WaVPeak: picking NMR peaks through wavelet-based smoothing and volume-based filtering

Affiliations

WaVPeak: picking NMR peaks through wavelet-based smoothing and volume-based filtering

Zhi Liu et al. Bioinformatics. .

Abstract

Motivation: Nuclear magnetic resonance (NMR) has been widely used as a powerful tool to determine the 3D structures of proteins in vivo. However, the post-spectra processing stage of NMR structure determination usually involves a tremendous amount of time and expert knowledge, which includes peak picking, chemical shift assignment and structure calculation steps. Detecting accurate peaks from the NMR spectra is a prerequisite for all following steps, and thus remains a key problem in automatic NMR structure determination.

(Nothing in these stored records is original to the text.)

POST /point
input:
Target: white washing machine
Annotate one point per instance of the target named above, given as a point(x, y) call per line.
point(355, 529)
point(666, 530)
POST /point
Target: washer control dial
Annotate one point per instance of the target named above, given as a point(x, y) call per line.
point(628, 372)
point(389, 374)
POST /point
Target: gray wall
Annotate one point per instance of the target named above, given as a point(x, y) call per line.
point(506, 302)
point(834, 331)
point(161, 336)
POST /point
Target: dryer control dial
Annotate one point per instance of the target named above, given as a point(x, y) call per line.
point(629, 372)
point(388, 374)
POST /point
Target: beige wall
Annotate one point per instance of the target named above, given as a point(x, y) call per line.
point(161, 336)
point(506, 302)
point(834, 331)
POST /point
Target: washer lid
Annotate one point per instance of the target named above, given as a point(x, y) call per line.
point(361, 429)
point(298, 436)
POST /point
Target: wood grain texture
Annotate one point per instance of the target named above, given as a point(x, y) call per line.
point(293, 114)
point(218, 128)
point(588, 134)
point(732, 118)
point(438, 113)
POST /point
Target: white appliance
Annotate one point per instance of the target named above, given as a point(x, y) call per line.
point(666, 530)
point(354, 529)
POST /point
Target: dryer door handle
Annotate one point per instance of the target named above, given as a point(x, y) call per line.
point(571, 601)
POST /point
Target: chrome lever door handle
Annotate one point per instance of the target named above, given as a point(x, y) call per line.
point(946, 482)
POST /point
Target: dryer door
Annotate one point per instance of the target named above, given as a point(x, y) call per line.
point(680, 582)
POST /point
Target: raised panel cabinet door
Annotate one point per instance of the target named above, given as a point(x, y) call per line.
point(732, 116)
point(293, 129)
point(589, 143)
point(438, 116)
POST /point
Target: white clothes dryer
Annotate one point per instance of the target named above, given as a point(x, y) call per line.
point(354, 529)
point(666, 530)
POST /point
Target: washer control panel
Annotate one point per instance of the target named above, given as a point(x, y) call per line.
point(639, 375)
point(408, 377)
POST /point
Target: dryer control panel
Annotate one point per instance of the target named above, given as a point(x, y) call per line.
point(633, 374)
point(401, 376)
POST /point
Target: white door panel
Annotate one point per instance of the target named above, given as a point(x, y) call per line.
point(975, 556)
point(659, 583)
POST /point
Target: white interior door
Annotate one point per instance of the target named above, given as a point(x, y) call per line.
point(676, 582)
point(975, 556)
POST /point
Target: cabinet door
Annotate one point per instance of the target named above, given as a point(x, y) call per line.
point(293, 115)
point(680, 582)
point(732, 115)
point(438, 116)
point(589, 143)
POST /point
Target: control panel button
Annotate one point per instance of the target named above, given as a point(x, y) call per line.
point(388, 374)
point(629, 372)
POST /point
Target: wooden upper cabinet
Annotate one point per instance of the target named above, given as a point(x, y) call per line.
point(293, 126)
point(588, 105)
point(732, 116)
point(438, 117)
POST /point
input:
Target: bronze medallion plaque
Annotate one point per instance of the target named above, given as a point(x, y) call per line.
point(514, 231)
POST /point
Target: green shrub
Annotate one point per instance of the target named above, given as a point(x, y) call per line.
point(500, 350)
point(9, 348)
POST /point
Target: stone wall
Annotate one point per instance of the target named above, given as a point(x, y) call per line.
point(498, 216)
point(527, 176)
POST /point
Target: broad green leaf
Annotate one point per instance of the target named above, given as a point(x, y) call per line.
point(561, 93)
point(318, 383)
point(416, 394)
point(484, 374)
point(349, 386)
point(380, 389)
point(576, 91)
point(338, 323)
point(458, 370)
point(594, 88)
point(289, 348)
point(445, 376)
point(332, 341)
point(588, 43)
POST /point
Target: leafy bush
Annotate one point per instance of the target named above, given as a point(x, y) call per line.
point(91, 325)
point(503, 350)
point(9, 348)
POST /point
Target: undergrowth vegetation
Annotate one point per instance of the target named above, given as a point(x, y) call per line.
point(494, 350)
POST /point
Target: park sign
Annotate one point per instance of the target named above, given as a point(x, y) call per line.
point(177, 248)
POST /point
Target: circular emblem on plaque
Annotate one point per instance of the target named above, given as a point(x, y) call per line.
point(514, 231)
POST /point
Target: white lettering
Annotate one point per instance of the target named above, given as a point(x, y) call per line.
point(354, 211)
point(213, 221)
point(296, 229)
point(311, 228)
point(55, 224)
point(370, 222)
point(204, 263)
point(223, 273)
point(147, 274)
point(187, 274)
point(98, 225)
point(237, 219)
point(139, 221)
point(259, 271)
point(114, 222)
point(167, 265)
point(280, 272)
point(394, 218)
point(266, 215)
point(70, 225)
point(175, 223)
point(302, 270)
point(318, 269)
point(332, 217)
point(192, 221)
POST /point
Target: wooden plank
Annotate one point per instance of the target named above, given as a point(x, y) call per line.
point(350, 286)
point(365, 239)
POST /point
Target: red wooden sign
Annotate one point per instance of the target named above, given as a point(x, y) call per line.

Results: We introduce WaVPeak, a fully automatic peak detection method. WaVPeak first smoothes the given NMR spectrum by wavelets. The peaks are then identified as the local maxima. The false positive peaks are filtered out efficiently by considering the volume of the peaks. WaVPeak has two major advantages over the state-of-the-art peak-picking methods. First, through wavelet-based smoothing, WaVPeak does not eliminate any data point in the spectra. Therefore, WaVPeak is able to detect weak peaks that are embedded in the noise level. NMR spectroscopists need the most help isolating these weak peaks. Second, WaVPeak estimates the volume of the peaks to filter the false positives. This is more reliable than intensity-based filters that are widely used in existing methods. We evaluate the performance of WaVPeak on the benchmark set proposed by PICKY (Alipanahi et al., 2009), one of the most accurate methods in the literature. The dataset comprises 32 2D and 3D spectra from eight different proteins. Experimental results demonstrate that WaVPeak achieves an average of 96%, 91%, 88%, 76% and 85% recall on (15)N-HSQC, HNCO, HNCA, HNCACB and CBCA(CO)NH, respectively. When the same number of peaks are considered, WaVPeak significantly outperforms PICKY.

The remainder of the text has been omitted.